This is a (very belated) response to Joel Spolsky’s article about giving programmers separate offices.
I strongly beleive that communication is good, especially when you have new team members unfamiliar with the inner workings and coding style of a large and mature system. If I’m new on a team, or in a company, and ask a question of a real developer I work with, they might realise that I’m asking the wrong question (c.f. Raymond Chen’s regular advice about people asking the wrong question – for example here, here and here) – if I search Google I’ll find the answer, but I might fundamentally be going down the wrong tack. This will cause even more lost time down the line as subtle, hard-to-find bugs have been introduced.

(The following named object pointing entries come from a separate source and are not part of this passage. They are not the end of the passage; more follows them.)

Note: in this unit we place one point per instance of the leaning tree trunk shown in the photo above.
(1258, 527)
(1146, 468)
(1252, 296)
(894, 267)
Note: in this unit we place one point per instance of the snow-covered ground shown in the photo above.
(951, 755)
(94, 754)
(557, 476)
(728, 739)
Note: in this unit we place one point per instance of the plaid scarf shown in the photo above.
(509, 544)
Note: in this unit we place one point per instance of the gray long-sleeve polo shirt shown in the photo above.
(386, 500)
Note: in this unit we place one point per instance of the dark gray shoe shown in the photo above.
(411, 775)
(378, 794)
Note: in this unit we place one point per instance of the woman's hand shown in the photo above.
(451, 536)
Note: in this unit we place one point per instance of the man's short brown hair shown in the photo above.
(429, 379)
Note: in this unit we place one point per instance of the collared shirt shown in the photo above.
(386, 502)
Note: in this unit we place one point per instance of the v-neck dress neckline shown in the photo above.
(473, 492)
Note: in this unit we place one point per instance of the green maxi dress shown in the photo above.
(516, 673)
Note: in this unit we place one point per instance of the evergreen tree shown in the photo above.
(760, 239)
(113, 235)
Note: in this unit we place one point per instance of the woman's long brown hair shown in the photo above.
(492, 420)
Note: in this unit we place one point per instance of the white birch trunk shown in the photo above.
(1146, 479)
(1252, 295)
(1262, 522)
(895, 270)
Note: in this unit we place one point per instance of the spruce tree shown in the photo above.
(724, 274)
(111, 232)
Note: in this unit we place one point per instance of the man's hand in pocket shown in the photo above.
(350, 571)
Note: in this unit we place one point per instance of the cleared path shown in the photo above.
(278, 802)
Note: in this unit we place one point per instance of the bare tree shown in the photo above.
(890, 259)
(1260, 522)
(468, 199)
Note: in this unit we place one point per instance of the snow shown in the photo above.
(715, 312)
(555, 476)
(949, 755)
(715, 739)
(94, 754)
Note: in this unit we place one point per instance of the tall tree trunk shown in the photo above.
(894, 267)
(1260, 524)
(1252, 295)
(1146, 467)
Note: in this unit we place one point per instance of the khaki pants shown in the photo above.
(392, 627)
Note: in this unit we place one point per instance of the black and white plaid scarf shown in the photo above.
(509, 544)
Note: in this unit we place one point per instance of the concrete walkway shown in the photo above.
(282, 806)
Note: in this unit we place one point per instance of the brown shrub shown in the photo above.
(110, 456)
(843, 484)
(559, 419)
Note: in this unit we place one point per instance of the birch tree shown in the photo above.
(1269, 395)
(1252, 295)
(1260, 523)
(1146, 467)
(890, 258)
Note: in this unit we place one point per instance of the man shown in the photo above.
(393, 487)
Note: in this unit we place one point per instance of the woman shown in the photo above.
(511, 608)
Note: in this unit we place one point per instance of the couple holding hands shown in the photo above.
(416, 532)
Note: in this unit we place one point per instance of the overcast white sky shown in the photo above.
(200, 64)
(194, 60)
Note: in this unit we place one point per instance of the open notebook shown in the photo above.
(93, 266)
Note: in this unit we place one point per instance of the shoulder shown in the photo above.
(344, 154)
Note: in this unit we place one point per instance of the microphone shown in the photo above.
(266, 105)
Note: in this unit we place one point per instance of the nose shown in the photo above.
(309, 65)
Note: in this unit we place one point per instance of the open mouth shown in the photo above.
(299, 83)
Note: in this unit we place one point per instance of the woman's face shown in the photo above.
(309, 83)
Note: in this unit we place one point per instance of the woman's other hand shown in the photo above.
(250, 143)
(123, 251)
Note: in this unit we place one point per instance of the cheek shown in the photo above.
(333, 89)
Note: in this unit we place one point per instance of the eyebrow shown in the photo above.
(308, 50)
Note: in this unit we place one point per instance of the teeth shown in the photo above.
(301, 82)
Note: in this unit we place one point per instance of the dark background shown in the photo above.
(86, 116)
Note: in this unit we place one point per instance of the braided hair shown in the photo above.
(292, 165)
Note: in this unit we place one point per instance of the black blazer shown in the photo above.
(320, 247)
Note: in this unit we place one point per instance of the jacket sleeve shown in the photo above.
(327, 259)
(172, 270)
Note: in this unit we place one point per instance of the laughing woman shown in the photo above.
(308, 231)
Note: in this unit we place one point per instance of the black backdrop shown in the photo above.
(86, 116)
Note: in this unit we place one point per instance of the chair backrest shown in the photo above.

StackOverflow is littered with people asking a specific question (‘How do I achieve blah in Javascript?’) with answers that say ‘You can do it like this, but why not just do it in CSS instead?’ or similar. It’s very easy to think yourself into a hole while programming and not notice or realise that you’re going down the wrong path (not to mix metaphors too hideously). By speaking to a real person they are much more likely than a web search to say ‘hang on, why would you want to do that?’
As a response to the Joel’s argument that a huge amount of time is wasted by a simple request I’d say if you work sensibly that shouldn’t be a huge problem; if you make notes as you go along, and ask people to wait while you tie up loose ends before asking you something then there’s no reason to lose very much time at all by leaving ‘the zone’. I don’t personally know of any developers who go into some kind of zen trance while programming, or whose eyes turn white – a short question shouldn’t ever disturb your mental stack too egregiously.
I say far better to foster an environment where everyone feels free to ask questions of others and is happy to answer others’ questions. Programmers are introverted enough as it is!